Por vezes também não pudemos manter o mesmo número de sílabas, isto é, há alguns casos em que, embora o verso tenha originalmente 10 sílabas, a nossa tradução em português moderno resultou em versos com 11 sílabas, assim como há alguns casos em que os versos originais têm 9 sílabas, e a tradução em português moderno resultou em versos com 10 sílabas. Geralmente mantivemos o mesmo número de sílabas, embora nem sempre seguindo a regra da acentuação. 
Assim, por exemplo, um verso de 10 sílabas deve ter uma vogal aberta na sexta sílaba, mas por vezes isso não foi possível, para mantermos a ideia original do trovador (pondo uma palavra que não tem uma vogal aberta na sexta sílaba). Entre a manutenção da ideia do verso (do seu conteúdo), da rima, e da métrica, mantemos a mesma rima,  mas por vezes sacrificámos a métrica, para ser possível manter a ideia, ou a rima.  

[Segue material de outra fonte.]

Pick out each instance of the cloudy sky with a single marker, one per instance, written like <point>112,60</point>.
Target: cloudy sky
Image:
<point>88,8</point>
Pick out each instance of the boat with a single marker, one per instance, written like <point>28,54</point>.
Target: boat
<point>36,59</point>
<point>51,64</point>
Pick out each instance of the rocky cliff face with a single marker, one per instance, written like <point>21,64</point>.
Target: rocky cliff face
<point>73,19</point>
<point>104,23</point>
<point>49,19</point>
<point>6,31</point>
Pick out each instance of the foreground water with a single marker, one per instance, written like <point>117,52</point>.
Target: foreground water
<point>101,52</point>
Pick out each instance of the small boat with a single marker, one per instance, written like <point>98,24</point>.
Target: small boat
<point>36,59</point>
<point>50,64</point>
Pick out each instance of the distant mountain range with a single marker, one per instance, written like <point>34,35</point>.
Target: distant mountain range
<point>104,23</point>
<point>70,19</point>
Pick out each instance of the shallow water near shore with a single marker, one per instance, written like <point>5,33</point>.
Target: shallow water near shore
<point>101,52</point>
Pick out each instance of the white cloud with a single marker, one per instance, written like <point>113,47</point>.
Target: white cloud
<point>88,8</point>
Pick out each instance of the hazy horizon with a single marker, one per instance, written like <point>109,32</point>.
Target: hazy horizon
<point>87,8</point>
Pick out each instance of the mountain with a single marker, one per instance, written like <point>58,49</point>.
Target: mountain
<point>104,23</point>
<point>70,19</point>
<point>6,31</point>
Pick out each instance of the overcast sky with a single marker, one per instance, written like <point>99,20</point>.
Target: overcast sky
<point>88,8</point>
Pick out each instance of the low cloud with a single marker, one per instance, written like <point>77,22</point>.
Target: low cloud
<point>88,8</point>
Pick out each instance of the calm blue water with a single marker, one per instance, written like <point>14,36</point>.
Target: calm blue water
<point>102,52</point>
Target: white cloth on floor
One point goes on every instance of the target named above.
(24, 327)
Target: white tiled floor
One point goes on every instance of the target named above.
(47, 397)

Por outro lado, por vezes não fomos exatamente fiéis à ideia (ao conteúdo), perdeu-se alguma coisa do que o autor quis realmente dizer,  devido à nossa preocupação de  manter a mesma rima e a mesma métrica, ao buscarmos palavras ou ideias semelhantes, mas que não querem dizer exactamente a mesma coisa, mas também há que salientar que uma tradução de um texto literário é sempre uma interpretação, principalmente tratando-se de poesia, e ainda mais quando se trata de textos arcaicos, e que além de arcaicos recorrem por vezes a um linguagem metafórica e cheia de equívocos. 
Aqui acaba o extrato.